“The Housemaid’s Daughter,” the debut novel by Barbara Mutch, is the poignant story of Cathleen Harrington, who in 1919 travels to South Africa to marry her fiancé, Edward, whom she had not seen in five years and no longer loves. The author says the this novel is a fictional account of her grandmother’s journey from Ireland to South Africa.
Cathleen’s worry that she and Edward will have nothing to say to each other comes true. Her new home is isolated in the semi-arid region of Karo, in the remote town of Cradock.
As a young bride, she feels isolated, and she observes the racial inequality surrounding her. Her only friends are her housemaid, Miriam, and Miriam’s daughter, Ada Mabuse, named after Cathleen’s sister. Cathleen, an accomplished pianist, is impressed by Ada’s intelligence and teaches her to read, write and play the piano. She discovers that Ada is a talented musician, and the love of music bonds them.

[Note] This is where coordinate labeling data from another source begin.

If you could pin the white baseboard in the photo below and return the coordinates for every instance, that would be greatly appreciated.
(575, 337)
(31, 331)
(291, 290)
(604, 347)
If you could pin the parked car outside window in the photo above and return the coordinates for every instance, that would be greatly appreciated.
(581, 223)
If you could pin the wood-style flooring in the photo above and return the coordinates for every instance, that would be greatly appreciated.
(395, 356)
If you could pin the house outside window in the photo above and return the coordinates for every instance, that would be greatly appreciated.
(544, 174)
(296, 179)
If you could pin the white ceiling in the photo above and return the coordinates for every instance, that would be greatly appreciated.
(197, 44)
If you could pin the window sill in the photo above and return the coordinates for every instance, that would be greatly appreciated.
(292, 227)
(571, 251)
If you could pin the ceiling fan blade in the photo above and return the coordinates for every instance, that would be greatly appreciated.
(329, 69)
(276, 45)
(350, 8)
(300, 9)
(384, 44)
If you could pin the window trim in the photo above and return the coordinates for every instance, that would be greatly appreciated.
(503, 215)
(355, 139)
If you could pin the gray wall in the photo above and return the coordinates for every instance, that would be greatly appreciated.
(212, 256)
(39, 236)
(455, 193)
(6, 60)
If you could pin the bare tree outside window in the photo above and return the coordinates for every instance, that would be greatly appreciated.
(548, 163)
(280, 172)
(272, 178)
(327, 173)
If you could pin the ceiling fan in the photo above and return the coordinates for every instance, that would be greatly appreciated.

While cleaning one day, Ada chances upon Cathleen’s diary and comes to know something of Cathleen’s inner life. Edward, Cathleen’s unemotional husband, is a banker and part of the entrenched white power structure. They have two children, Rose and Phil.

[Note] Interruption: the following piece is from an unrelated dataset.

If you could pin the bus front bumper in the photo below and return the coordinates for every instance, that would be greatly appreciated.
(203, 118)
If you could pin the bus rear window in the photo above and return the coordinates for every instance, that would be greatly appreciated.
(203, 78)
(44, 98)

Called to war, Phil returns home physically and emotionally wounded.
Rose is headstrong and difficult, and mother and daughter are not close. Cathleen finds in Ada the daughter she had dreamed of, in part because of their love of the piano.
Ada comes of age just as apartheid becomes the law. The story follows Ada’s life through apartheid and the struggle for liberation.
She is torn between the two communities. She loves Cradock House and her mistress. But the new laws mean she can no longer live within the main house or sit on the white only benches or even walk in the front door of the doctor’s office even if she is there on behalf of her mistress.
Cathleen, too, is unhappy with the new rules. But it seems at first that there is nothing either of them can do to change them. But when Cathleen comes home from a trip to Johannesburg, she discovers that something happens that sends Ada fleeing from the white household to the black township.
Cathleen feels that Ada has become part of her family and that she must find her. Ms. Mutch writes, “Memories never fade, they simply hide, only to emerge greater in number and intensity, and fresh as when I first made them.”
Family members can die or move away but they cannot vanish from the heart.